A GOVERNMENT committee will today issue a long-awaited report on the possibilities of producing biomass energy from vegetable sources - but already, doubts are being raised by conservation groups.
...policies to boost bioenergy are only justifiable if significant and proven greenhouse emissions cuts are made and if their production does not cause unacceptable harm to wildlife
The Government is believed to be anxious to set a target of producing 10% of the nation's fuel needs - electricity or a diesel-type oil for vehicles - from vegetable products and it is a plan heavily backed by the country's farmers.

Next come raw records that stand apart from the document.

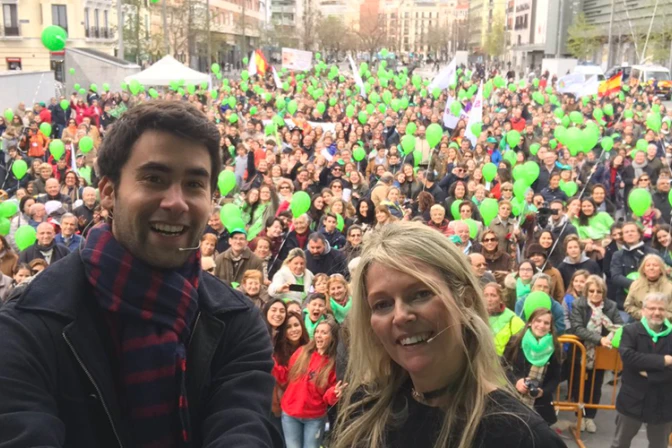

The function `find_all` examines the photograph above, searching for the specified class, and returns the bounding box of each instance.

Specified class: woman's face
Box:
[539,232,553,249]
[287,257,306,275]
[366,263,464,391]
[483,286,502,315]
[243,278,261,296]
[266,302,287,328]
[518,263,534,281]
[581,201,595,216]
[644,259,663,282]
[656,230,670,247]
[530,314,551,338]
[201,240,215,257]
[329,281,347,302]
[314,322,331,352]
[254,240,271,260]
[287,316,303,343]
[266,219,282,238]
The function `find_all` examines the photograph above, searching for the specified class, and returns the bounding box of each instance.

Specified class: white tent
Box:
[124,55,210,86]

As food production dwindles, the agricultural industry believes there is a huge future in producing energy from crops like oil seed rape - which has already been converted into a fuel for diesel engines - or fast-growing timber to fire power stations.
As well as cutting oil and natural gas imports from some of the world's most unstable hotspots, bioenergy also has the huge benefit of sustainability: land used to produce such crops can be used over and over again.
But there is a downside, says the Royal Society for the Protection of Birds, Europe's biggest conservation group, in a statement issued to coincide with the select committee's findings.
Biomass fuels can actually produce more greenhouse gasses than fossil fuels in some circumstances, says the RSPB, whose statement asks if this so-called "green energy" is in fact a "red herring."
"The RSPB believes that policies to boost bioenergy are only justifiable if significant and proven greenhouse emissions cuts are made and if their production does not cause unacceptable harm to wildlife," it concludes.